Atmos version 1.3 and associated hardware updates sill start shipping this quarter, EMC added.
Toshiba on Wednesday announced a new high-performance, low-power hard drive series aimed at the enterprise crowd, the first of its kind for Toshiba, and a feat the company attributes to "the integration of Fujitsu Limit's enterprise-directed magnetic drive business into Toshiba's HDD business."
The new MBF2600RC enterprise HDD series comes in three different capacities: 300GB, 450GB, and 600GB. Each drive spins at over 10,000RPM, but that isn't the only performance-oriented feature. Improvements to the magnetic recording head and disk's magnetic layer gives the drives an area density of 595Mbit/mm2, the highest so far for 2.5-inch enterprise drives.
Other features include an internal transfer rate of 216MB/s, which is 13 percent faster than the previous generation MD2300RC; optional drive-based encryption; and power management schemes allowing for dynamic spin speeds.
We've covered Asus' Eee PC T101MT a couple of times already, but we may have underestimated the the SDXC slot.
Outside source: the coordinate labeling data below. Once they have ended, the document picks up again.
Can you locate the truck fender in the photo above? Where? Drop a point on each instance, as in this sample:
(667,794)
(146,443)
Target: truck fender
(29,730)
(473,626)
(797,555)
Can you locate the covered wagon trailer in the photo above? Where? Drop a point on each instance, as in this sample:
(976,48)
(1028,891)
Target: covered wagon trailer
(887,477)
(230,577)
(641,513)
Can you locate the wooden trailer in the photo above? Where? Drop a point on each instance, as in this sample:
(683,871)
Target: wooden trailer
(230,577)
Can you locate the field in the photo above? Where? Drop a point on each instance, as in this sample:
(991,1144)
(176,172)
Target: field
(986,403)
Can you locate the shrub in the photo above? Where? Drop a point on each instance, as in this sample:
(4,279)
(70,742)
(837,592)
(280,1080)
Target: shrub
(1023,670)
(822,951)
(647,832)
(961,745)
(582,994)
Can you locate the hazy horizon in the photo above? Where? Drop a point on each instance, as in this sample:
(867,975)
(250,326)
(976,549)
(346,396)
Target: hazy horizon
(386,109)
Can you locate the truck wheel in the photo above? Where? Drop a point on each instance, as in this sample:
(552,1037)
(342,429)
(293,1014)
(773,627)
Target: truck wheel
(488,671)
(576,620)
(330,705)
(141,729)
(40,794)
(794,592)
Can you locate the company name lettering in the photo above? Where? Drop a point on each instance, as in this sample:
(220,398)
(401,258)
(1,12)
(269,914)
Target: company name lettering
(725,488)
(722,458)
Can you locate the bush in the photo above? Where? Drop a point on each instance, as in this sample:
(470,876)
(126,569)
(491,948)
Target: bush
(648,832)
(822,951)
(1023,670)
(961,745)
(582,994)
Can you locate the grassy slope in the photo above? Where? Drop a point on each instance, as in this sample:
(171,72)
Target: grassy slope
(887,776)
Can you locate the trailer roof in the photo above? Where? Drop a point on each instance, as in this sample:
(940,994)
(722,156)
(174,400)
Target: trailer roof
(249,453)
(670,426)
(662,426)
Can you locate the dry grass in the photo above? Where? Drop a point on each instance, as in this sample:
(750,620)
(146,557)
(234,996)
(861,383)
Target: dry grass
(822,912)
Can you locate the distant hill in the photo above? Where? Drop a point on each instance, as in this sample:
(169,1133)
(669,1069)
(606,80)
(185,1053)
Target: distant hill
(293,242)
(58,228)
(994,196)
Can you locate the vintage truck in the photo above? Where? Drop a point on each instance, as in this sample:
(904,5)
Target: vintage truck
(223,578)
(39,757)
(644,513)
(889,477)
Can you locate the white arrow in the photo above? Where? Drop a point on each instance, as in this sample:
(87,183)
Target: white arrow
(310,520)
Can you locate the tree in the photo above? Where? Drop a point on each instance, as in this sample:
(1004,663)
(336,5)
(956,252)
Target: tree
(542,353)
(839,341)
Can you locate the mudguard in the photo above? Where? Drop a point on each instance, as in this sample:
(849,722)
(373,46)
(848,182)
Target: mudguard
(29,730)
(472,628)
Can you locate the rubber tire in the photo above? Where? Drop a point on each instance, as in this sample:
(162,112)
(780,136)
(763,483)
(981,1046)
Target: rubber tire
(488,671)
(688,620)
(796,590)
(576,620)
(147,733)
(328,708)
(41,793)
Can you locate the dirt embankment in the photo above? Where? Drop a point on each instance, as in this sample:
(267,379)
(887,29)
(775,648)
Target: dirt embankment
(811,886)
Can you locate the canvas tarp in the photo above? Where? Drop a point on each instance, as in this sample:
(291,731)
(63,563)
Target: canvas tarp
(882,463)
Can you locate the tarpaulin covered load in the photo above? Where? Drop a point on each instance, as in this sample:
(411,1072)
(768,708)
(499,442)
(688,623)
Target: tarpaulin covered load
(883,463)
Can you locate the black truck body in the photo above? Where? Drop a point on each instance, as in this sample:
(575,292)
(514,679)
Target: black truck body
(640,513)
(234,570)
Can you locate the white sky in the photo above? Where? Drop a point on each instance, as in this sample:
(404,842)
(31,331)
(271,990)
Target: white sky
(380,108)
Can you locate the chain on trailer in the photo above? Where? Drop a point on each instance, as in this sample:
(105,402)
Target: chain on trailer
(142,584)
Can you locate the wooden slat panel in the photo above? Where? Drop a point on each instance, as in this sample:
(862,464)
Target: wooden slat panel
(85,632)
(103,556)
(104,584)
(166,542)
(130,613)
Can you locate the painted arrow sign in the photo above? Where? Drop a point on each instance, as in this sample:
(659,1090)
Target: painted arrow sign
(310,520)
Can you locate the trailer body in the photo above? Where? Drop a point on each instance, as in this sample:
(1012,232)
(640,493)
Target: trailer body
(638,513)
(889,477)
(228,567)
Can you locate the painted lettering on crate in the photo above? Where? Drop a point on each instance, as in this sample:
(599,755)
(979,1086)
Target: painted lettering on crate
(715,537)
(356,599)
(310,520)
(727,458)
Most reports (including ours) had the slot topping out at 32GB, but according to the latest tech chatter, the T101MT will come capable of reading 2TB SDXC cards.
So what exactly is SDXC? Short for Secure Digital eXtended Capacity, this new format was announced during CES one year ago. SDXC uses Microsoft's exFAT file system and boasts read/write speeds of 104MB/s with a roadmap to 300MB/s. According to the SD Association, a 2TB SDXC memory card (which is so far non-existent) can store 100 HD movies, 480 hours of HD recording, or 136,000 fine-grade photos.
Who knows how much a 2TB SDXC card would cost (a lot), but every indication is that the T101MT will be ready.
Thecus this week celebrated the 2-year anniversayr of its "groundbreaking" SATA-based 1U4500 rackmount storage server by introducing the 1U4600 rackmount NAS.
The company claims this follow-up Act is built for speed, and towards that end it comes equipped with an Intel Celeron processor and 1GB of DDR memory. Multiple 1U4600 units can be accessed by a master system, and it comes with support for RAID 0, 1, 5, 6, 10, and JBOD.
"Enterprises need superior storage at a price that fits within budget, and the newly updated 1U4600 meets these requirements," said Florence Shih, Thecus General Manager. "With multiple redundancies and superior performance built-in, the 1U4600 sets the new standard in powerful yet versatile enterprise storage."
Other features include a dual DOM design, 250W redundant power supply, and the ability to use the 1U4600 in NAS, DAS, or iSCSI mode.
Kingston this week introduced its second generation SSDNow V Series the company says is targeted towards mainstream users. Kingston also claims these second-gen drives offer higher performance than their predecessors, while also boasting TRIM support.
"Kingston has really increased the performance on the new second generation SSDNow V Series drive without raising the price. A first-generation SSDNow V Series 64GB bundle upgrade kit can be found for about $150 (U.S.) at retailers and e-tailers so maintaining pricing will be huge for our customers," said Ariel Perez, SSD business manager, Kingston. "By bundling together all of the software, hardware and step-by-step instructions with the drive, we make it easy for everyday users to upgrade with an SSD. The addition of TRIM support is a key benefit because it enables the SSD to maintain optimal performance throughout its lifespan."
The new drives will ship in 30GB, 64GB, and 128GB capacities with varying degrees of performance. On the lower end, the 30GB model read speeds up to 180MB/s and writes up to 50MB/s. Both the 64GB and 128GB more than double the write speeds at 110MB/s and 160MB/s respectively, while upping the read speed to 200MB/s.
All drives come with Acronis True Image, while those in the desktop bundle also include a 3.5-inch mounting bracket and SATA data and power cable extenders. The netbook bundle tosses in a 2.5-inch USB SATA external enclosure.